Canada's Environment and Climate Change Minister Catherine McKenna hopes to drum up clean technology business for Canadian companies during a trade mission she is leading to China from Dec. 5-8.
"I’m really excited about my trade mission to China," McKenna told reporters in Ottawa on Friday. "They need solutions and it’s a $23 trillion opportunity. Canada needs to be there. I’m certainly going to be there with Canadian business leaders from a variety of different sectors ranging from the mining sector to carbon capture and storage to renewables."
McKenna's description of the whopping $23 trillion opportunity was based on an estimate from the International Finance Corporation (IFC), a division of the World Bank Group that offers financial services for economic development.
A clean technology business delegation will join her on the trip, McKenna's office said in a statement. The Canadian minister will also attend high level meetings with her counterparts and serve as the international executive vice chair at a meeting of the China Council on Environmental Cooperation and Development, her office added.
The IFC found that these investments opportunities were generated after the international community agreed on the Paris Agreement on climate change in 2015, a pact that just came into force this fall. The estimate was based on national climate change goals and promises from 21 emerging-market economies that represent nearly half of all global emissions. For Asian countries like China, the report found that there were $16 trillion worth of investment opportunities for green buildings.
McKenna said that she and her business delegation would also be trying to promote recent Saskatchewan investments in technology for coal power plants that capture carbon pollution in the air and then bury it underground.
"Everyone understands that we need all solutions when it comes to tackling climate change," Mckenna said. "I’ve had great discussions with my Chinese counterpart on the climate file. We’ve worked extremely closely together and so we certainly want to continue showing leadership on that file."
She added that Chinese leaders were looking for solutions across the board to tackle both climate change and their concerns about air quality.
"They are looking at renewables and they have taken very significant steps when it comes to renewables whether it’s wind or solar," she said. "Nuclear is a possible option. I think it’s really just saying 'look at Canada.' We’ve got solutions here. We have really great business leaders that are willing to work with the Chinese, with the Chinese government, with Chinese companies because it’s good for both of us."
Comments
Trade missions to China? Recall when Jean Cretien's government went to china?
The first trip was 1996. Then in 2001, dear Jean Chrétien went again on a really big junket with around 600 business "leaders," eight provincial premiers, three territorial leaders, Minister for International Trade Pierre Pettigrew and Secretary of State Rey Pagtakhan.

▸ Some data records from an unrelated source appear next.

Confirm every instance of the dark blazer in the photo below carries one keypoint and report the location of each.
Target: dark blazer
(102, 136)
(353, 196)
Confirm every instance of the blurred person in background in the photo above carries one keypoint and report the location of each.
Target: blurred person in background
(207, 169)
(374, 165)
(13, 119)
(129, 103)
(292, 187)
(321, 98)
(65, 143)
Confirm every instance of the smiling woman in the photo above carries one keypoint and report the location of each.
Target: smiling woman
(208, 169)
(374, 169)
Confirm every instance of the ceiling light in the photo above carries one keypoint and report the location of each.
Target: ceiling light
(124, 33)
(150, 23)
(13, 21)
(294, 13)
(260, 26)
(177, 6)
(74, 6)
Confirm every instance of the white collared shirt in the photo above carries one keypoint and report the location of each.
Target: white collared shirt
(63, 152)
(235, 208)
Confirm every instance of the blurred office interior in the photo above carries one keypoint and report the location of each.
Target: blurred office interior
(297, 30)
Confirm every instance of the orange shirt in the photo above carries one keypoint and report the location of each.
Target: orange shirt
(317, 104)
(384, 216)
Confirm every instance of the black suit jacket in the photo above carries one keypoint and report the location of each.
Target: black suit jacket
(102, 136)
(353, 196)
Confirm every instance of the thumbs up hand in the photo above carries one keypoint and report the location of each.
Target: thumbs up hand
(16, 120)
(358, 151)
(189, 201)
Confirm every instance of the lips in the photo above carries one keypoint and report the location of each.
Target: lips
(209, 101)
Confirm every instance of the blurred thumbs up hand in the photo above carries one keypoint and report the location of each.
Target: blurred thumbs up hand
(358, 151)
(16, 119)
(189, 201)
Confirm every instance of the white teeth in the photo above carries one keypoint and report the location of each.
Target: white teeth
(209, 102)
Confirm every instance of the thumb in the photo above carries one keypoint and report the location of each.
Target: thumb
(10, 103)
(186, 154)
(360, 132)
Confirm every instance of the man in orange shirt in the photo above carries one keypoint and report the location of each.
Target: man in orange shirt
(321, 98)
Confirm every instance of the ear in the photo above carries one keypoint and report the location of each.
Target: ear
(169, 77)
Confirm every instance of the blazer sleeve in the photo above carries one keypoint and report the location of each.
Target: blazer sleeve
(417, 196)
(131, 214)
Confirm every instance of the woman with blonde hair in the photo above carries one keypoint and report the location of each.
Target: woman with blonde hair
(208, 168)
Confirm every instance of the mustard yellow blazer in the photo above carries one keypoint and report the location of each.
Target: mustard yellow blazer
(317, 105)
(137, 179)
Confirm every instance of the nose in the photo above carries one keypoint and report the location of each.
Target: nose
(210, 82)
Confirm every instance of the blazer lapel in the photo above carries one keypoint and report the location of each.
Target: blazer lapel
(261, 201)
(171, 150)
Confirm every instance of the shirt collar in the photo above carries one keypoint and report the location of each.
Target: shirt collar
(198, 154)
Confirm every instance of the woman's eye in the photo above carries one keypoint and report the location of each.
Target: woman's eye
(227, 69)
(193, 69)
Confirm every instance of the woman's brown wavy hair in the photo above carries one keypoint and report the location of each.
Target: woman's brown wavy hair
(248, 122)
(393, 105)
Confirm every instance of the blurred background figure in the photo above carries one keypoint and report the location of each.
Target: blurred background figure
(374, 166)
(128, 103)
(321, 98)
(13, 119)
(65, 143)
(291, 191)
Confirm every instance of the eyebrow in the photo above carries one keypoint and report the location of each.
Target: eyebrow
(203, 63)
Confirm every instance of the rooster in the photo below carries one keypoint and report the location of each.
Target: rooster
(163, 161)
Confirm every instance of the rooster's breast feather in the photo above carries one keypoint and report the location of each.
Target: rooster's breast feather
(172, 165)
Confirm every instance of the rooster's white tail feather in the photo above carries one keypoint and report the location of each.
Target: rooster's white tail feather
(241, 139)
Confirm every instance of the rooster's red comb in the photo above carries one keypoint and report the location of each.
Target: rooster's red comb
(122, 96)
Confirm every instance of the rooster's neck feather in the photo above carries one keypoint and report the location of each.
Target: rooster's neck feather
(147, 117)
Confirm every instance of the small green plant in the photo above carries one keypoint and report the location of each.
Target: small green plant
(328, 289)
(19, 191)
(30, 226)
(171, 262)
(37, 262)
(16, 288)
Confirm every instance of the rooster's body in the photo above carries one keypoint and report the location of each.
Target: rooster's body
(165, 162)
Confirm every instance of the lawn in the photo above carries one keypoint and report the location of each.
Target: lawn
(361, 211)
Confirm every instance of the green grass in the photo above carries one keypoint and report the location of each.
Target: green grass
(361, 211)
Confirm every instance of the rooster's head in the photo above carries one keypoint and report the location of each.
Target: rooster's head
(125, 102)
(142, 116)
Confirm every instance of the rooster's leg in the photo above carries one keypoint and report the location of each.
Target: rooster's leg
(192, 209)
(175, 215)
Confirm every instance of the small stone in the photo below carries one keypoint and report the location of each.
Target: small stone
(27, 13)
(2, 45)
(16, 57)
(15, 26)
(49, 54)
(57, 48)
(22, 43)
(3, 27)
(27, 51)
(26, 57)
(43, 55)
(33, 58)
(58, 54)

We were promised lots of jobs for regular Canadians. How'd that work out?
Regular Canadian working stiffs--the folks who pay taxes--footed the bill for the junkets and had their good paying jobs off-shored.
We must be clear: after 40 years of neo-liberalism (de-regulation, financialization, union-busting, tax breaks for corporations and the 1%, public enterprises sold off to private interests, etc.) the system is not delivering the goods to ordinary Canadians.
This junket? They are trying to sell it as a wonderful opportunity for Canada but the track record of successive Canadian governments says otherwise.
You've nailed it. Sadly, we get to watch Trump to the south of us, try to double down on policies that created the problems which led to his election. They won't work, but then, when they've trashed the last rivers and aquifers they depend on, they can always form a refugee conga line to Canada.
In the last analysis, its fossil fuels that are intent on making fossils of the lot of us...and as quickly as possible.
Neo-liberalism has worked hard in this regard. If we don't shut it down soon, their trade junkets are going to take place across scorched earth zones. Luckily, they have those private jets! And lots of cool rhetoric coming out of the mouths of pretty rich kids...about sunny ways. Solar panels?? Not so much.
If we've got so many solutions how come we are not using them instead of planning to pump as much dirty petroleum products as possible before we start to go green. Go green here Minister. NOW!!
Yes. And let Canadians do it, not Chinese billionaires. The idea that foreign investment comes into your country to do good is about as deluded as it gets. But those of us addicted to easy money, and too busy counting our future assets to understand dispute mechanisms designed to protect those foreign investors should Canadians want to pass a law that hurts the investors bottom line........can be gulled.
Again and again and again. Addiction works that way.
How many damn trips does this government need to make to China on our dime?
Trudeau and the family were just there at the end of August. Was that trip just sight seeing, that Mckenna and her entourage have to go again 3 months later?
How many trips to the trough does it take?
She's joking, right? Is anyone in that government aware of how hypocritical it looks to be claiming they'll help sell green technology when their own energy policies are now helping to push the Paris Climate Agreement into oblivion?